There have been at least four verdicts against the MDOC since 2014 as well as settlements, according to Playter.
"We owe a duty to the taxpayers to make that evaluation and try to resolve the cases that we can resolve," he said.
The Senate committee offered the multimillion-dollar appropriation as a budget amendment and will include funds to pay corrections officers for the time they are working in the prison, picking up equipment, and reporting to their duty post.
MDOC employees filed their lawsuit in 2012 alleging they were being shortchanged out of earnings.
"The process takes so much time because you have to go through the administrative process, such as filing with the EEOC and the Missouri Commission on Human Rights," Playter told the St. Louis Record.
The plaintiffs' attorney, Gary Burger of St. Louis, will receive $16.5 million plus expenses and some $13 million for negotiating more pay for 15 minutes of extra work, according to media reports.
"Our state tax dollars are paying these MDOC employees and they are paying the Attorney General's office," Player said. "The Attorney General's office knows that there is significant risk in every single one of these cases because of the evidence that's been adduced."
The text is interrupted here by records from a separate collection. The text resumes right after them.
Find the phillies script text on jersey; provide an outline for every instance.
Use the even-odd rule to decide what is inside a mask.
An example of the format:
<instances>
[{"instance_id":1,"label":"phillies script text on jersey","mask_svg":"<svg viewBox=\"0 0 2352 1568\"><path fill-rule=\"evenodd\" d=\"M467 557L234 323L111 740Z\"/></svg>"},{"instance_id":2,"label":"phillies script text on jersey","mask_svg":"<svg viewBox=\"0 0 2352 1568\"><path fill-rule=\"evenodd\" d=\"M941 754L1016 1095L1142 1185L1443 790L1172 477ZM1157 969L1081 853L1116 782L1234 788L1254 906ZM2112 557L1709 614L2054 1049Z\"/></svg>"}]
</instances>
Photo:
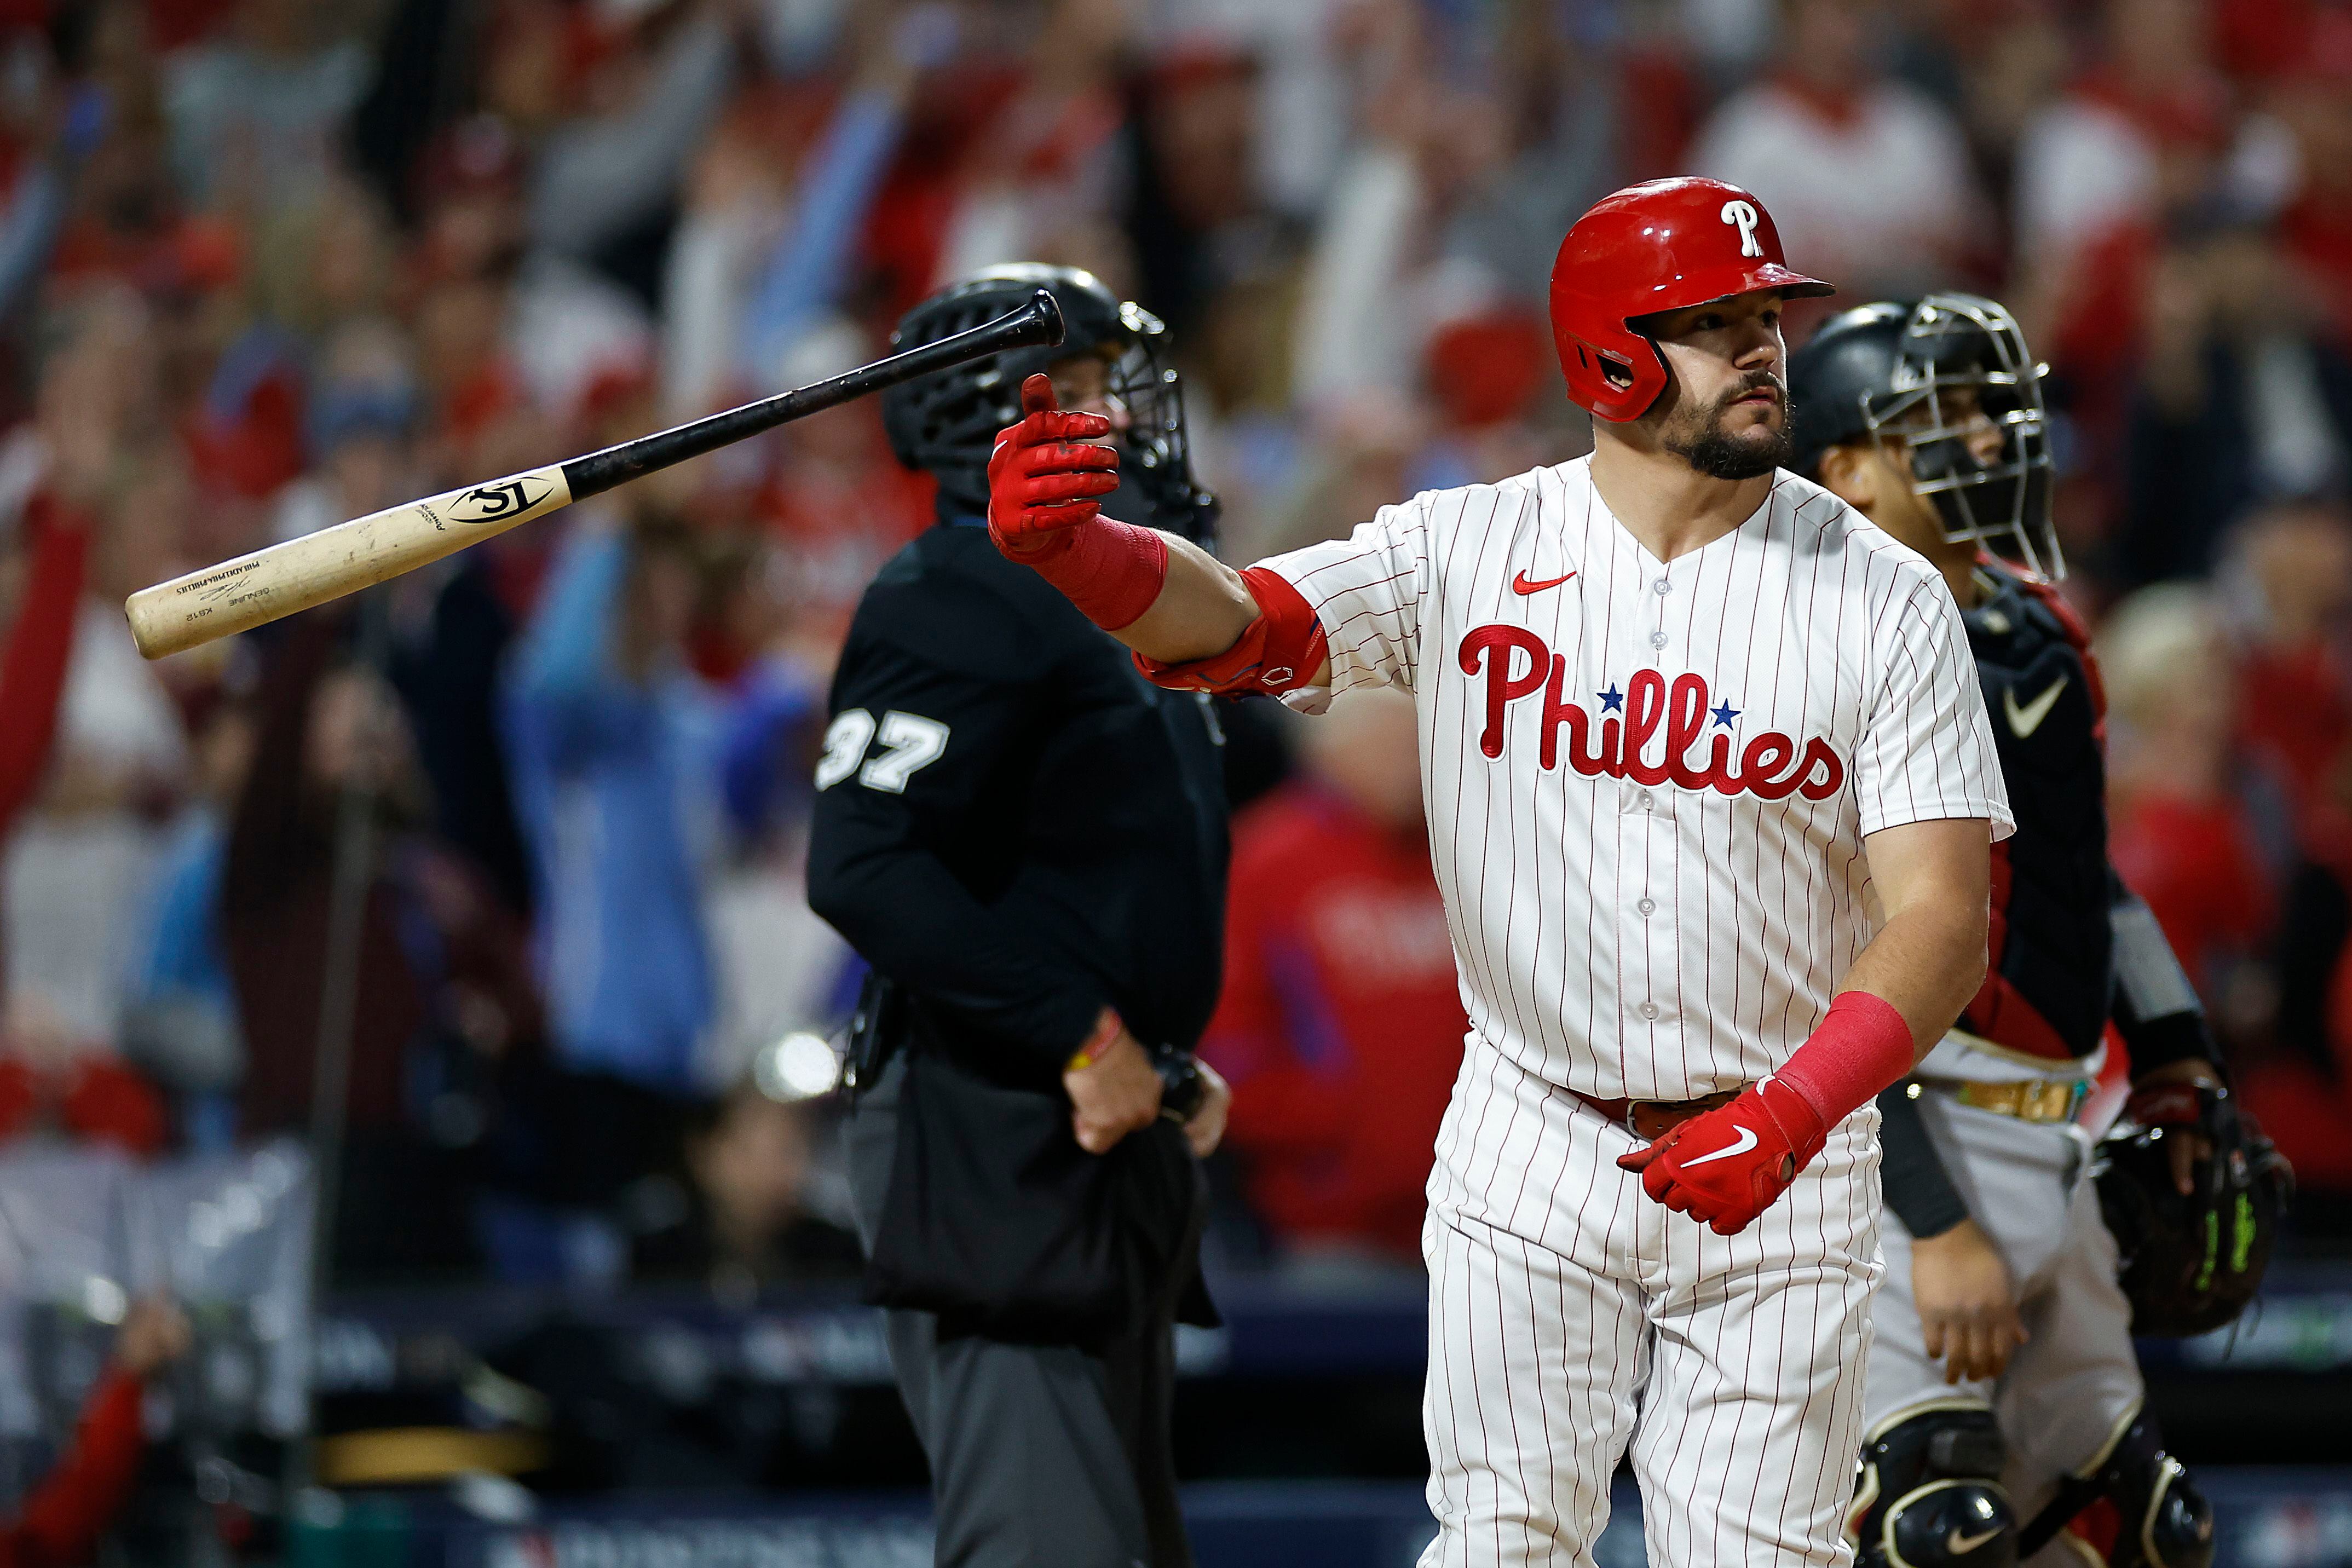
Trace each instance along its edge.
<instances>
[{"instance_id":1,"label":"phillies script text on jersey","mask_svg":"<svg viewBox=\"0 0 2352 1568\"><path fill-rule=\"evenodd\" d=\"M1524 671L1518 667L1521 653L1528 656ZM1845 784L1844 762L1818 735L1801 751L1794 738L1768 730L1749 738L1735 764L1731 737L1718 734L1707 745L1706 761L1694 763L1691 748L1705 735L1707 710L1713 706L1703 675L1685 672L1669 686L1658 671L1637 669L1625 682L1623 722L1605 717L1595 725L1581 703L1562 694L1568 660L1525 626L1475 628L1462 639L1461 663L1463 674L1486 676L1486 726L1478 732L1478 749L1489 757L1503 754L1504 710L1541 688L1543 725L1536 760L1546 773L1559 765L1559 732L1565 727L1568 765L1587 778L1606 774L1639 784L1672 784L1766 800L1786 800L1791 795L1827 800ZM1661 722L1665 749L1654 763L1643 752Z\"/></svg>"}]
</instances>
Playter represented Leesa Wiseman, a deputy warden at the Kansas City Reentry Center, who alleged she had experienced escalating incidents of retaliation after testifying when corrections officers filed lawsuits against the MDOC. As previously reported in the St. Louis Record, a Jackson County jury awarded Wiseman $11 million of which $9.5 million was in punitive damages. Playter declined to disclose the percentage of attorney fees he will receive.
“They can't change what the MDOC did, but whether it's Eric Schmitt or somebody else in the Attorney General’s office, somebody needs to be doing an evaluation of how bad the conduct is, how many people have been affected by the conduct, how many lawsuits are out there and what needs to be done as a fiduciary to the taxpayers of this state.”
Burger did not immediately respond to requests for comment.
"Part of our job as plaintiff's lawyers is to expose corruption where it exists in the hopes that something meaningful changes and the problem is nothing meaningful is changing," Playter added.